Bad Memory #1: After using a plastic bathroom cup to rinse my mouth out after brushing my teeth, I spit the foam out in the sink, and then saw a very large, hairy, wet, and downright angry looking spider trying to crawl back out of the sink. 

I still don't know if he got the dental swirl, but let's just say, I never used that cup again.  To this day, I cup my hands together to rinse my mouth when brushing my teeth.  There is no big cup in which big spiders may lounge about in in my bathroom.

Bad Memory #2: As a teenager, I remember waking up standing next to my light switch at the door to my room, the room ablaze, trying to piece together just how I got there.  Then it came to me, the image of spiders half a foot in diameter dangling down from the ceiling, webbing their way toward me. 

The only way I could talk myself back into sleeping was by realizing that, without my contact lenses, I couldn't see a spider that size that far away. 

I didn't find that comforting, since that didn't mean that gigantic spiders weren't up there, just that I couldn't see them.  I slept stifling myself with a spider-guard sheet tucked around my head.

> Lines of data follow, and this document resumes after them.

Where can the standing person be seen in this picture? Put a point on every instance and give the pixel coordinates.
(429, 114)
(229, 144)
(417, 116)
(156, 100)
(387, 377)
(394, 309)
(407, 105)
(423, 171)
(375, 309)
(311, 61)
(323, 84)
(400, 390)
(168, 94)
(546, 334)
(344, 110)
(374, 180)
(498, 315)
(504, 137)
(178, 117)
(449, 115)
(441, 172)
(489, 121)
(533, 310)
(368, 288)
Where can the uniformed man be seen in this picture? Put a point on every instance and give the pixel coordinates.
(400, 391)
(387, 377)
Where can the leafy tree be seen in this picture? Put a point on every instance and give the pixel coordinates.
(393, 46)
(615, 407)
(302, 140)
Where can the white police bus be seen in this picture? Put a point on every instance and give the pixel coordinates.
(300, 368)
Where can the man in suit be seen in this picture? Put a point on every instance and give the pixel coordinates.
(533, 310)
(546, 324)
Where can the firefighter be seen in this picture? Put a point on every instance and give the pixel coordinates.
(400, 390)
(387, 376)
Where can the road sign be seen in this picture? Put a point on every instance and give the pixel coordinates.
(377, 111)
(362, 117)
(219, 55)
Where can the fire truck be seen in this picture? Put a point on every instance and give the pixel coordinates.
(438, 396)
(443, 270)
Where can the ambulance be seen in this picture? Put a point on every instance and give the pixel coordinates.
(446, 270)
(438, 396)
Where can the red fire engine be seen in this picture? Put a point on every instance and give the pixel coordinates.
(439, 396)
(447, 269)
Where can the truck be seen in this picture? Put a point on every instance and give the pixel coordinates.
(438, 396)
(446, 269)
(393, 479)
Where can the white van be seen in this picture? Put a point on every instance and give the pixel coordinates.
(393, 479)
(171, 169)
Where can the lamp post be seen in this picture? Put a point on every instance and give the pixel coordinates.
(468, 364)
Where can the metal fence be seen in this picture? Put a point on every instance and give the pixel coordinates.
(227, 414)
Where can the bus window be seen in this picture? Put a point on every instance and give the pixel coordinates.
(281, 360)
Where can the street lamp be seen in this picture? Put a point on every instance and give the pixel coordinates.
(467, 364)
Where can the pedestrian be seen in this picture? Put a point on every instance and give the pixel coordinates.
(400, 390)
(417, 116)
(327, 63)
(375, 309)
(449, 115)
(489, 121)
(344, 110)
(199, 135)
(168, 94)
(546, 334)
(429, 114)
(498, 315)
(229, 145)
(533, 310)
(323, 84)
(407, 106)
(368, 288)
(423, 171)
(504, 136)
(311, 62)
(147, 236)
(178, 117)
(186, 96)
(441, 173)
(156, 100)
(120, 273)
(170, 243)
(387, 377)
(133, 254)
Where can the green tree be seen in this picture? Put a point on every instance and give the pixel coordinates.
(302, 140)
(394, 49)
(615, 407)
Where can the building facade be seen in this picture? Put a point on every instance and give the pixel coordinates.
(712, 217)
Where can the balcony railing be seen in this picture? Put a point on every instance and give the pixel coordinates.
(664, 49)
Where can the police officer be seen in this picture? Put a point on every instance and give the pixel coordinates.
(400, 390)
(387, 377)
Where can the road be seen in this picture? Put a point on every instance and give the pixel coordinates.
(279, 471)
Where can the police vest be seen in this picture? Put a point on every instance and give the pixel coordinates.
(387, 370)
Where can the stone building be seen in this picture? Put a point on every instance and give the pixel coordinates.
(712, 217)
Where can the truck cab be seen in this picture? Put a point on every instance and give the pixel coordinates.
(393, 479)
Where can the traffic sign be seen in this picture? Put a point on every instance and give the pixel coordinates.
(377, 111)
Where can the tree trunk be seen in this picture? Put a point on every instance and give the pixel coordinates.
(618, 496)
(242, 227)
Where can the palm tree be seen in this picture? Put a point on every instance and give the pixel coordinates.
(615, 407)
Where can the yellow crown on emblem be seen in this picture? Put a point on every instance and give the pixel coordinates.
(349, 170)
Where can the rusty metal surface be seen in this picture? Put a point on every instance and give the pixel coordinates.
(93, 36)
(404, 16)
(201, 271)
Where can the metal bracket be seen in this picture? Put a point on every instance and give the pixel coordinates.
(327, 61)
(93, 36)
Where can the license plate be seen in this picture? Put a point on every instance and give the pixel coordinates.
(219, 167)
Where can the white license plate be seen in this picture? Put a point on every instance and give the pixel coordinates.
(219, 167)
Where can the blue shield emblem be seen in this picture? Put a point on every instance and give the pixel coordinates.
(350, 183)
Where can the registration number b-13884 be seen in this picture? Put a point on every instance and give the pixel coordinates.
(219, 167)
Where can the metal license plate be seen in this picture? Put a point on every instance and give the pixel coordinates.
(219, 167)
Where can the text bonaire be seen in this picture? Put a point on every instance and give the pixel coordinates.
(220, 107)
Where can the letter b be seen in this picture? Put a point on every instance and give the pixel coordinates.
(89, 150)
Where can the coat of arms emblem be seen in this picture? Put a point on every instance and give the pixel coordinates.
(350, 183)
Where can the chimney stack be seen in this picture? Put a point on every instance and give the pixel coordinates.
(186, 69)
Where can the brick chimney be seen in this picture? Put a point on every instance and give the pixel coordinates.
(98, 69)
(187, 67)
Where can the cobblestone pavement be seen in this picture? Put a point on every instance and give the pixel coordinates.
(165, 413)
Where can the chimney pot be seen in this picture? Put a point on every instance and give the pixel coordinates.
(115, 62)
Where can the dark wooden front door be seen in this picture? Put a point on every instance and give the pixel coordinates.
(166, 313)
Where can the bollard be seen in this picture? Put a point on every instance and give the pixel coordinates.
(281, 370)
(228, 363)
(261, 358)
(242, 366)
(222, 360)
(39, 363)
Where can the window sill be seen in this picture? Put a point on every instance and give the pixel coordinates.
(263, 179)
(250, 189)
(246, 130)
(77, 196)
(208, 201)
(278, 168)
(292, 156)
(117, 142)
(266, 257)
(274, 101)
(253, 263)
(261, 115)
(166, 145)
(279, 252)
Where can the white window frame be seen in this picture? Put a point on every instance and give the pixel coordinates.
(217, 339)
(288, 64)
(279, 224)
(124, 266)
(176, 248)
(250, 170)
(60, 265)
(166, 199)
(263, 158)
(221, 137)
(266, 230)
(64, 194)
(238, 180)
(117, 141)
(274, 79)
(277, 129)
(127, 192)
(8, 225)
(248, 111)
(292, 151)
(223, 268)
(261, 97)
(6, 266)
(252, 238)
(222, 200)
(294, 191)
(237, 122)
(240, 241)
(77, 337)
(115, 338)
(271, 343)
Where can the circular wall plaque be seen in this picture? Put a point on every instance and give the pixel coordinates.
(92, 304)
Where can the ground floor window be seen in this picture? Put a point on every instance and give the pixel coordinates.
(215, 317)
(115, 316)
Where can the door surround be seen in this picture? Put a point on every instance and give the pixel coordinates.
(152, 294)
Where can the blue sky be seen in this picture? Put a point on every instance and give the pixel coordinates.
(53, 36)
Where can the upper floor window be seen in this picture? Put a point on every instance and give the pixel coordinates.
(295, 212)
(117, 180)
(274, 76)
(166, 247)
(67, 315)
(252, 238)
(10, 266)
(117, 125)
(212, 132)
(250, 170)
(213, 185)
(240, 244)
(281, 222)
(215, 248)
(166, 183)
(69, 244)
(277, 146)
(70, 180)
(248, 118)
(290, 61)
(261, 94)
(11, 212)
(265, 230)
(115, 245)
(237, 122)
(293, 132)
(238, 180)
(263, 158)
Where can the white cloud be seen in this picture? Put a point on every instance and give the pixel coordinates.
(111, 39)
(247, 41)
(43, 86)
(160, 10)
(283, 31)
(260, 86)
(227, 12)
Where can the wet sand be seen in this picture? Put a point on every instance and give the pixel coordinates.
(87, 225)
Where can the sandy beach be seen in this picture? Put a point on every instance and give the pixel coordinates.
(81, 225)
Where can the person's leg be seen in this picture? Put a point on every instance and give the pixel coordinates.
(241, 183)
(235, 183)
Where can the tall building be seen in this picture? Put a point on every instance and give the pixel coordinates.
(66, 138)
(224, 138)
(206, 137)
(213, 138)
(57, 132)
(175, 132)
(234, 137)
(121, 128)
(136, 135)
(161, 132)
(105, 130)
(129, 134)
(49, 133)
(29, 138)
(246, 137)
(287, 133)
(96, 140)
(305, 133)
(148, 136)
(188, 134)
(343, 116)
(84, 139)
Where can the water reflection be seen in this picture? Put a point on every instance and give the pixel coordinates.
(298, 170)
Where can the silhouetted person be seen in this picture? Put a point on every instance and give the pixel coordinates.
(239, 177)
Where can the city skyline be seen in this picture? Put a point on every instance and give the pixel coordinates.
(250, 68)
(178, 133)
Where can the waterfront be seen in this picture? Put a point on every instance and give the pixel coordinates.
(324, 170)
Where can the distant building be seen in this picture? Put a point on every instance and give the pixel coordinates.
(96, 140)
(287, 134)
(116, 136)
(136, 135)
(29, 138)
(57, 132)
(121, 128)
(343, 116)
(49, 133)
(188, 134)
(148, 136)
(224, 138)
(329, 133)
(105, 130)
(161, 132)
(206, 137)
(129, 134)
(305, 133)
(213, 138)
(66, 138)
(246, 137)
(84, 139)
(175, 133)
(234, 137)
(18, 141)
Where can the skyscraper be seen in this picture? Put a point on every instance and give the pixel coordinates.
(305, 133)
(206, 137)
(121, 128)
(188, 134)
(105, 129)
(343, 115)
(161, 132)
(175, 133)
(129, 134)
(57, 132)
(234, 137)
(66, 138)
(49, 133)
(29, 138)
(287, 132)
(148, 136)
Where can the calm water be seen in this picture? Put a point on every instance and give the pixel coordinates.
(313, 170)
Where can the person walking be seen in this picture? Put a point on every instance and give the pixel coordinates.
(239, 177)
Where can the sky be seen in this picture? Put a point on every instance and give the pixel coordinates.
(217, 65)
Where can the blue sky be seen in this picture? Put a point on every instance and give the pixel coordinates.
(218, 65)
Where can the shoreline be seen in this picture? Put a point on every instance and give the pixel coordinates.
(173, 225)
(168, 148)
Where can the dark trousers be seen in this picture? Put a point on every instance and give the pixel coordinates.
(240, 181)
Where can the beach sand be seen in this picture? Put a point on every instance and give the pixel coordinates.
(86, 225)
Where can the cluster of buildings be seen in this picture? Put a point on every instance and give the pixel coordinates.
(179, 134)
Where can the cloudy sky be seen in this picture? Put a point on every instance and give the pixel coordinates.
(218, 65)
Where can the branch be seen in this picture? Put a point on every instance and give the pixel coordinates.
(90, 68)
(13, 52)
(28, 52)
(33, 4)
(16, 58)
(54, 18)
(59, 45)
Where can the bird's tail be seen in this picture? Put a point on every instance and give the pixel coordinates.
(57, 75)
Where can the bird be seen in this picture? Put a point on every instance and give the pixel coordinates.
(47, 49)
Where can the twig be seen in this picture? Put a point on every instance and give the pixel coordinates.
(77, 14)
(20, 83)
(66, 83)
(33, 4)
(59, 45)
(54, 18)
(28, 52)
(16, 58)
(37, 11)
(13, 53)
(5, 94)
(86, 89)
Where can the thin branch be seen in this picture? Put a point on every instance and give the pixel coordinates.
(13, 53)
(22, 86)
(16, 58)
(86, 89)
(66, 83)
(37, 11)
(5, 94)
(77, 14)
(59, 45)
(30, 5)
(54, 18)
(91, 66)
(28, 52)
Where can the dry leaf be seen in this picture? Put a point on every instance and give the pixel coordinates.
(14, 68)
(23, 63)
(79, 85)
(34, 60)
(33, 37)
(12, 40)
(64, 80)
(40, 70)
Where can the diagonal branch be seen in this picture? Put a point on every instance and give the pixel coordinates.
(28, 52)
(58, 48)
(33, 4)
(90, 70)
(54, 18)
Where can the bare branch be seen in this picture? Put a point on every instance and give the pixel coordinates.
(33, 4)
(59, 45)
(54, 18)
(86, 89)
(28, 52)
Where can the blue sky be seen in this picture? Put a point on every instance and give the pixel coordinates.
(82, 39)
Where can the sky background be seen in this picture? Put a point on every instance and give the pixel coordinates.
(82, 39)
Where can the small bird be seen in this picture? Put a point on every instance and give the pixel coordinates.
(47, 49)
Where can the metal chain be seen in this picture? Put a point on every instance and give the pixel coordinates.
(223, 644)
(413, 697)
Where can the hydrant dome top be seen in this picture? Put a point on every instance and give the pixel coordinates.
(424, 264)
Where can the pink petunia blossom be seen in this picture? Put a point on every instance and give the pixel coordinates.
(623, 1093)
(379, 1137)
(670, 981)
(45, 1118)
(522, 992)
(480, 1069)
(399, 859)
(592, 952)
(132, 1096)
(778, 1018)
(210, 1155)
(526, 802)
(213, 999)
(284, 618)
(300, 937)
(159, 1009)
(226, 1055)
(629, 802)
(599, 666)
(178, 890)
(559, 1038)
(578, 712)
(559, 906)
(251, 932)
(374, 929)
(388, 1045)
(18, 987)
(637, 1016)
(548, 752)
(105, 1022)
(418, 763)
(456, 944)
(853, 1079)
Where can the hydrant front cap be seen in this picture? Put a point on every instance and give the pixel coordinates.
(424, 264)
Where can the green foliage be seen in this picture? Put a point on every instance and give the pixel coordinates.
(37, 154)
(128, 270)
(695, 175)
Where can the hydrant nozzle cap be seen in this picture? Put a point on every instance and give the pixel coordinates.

Spiders, no matter how good they may be for your garden and removing other pests, freaked me out.  As a grownup, they still send me galloping off and announcing their presence in a high pitched voice when I encounter one. Spider! Spider! Spider!  That's usually followed by swatting at them with a shoe. 

However today, having just read about spiders and fear and invincibility, when I saw that big spider that appeared to be dead and possibly permanently affixed to the cement, well, I had to stop to take a picture at least. 

The first step to dealing with fear is to examine it closely. 

On observation, I noted that the radioactive mutant spider had 7 legs.  That meant that bad boy had a run in with something and lost a leg. 

Another uncomfortable childhood memory involves 2nd grade boys pulling the legs off daddy long legs until they could only push themselves around with one leg.  Then they pulled that last leg off and left the legless immobile body shaking there.

That's about when I realized human cruelty is real and arbitrary and starts very young. 

And I don't even like spiders.  But I digress.

Back to Big Daddy and his photo opportunity.  I took his picture and then figured, oh, what the heck.  Touch the spider. He's not even alive, so he's not, for instance, going to skitter up my arm and spit venom in my eye.

I tapped one leg.

And Big Daddy scampered right off on his lucky seven legs, not at all dead.

I scampered way off in the other direction down the path, totally grossed out and quietly thrilled. 

I touched a spider today.  On purpose.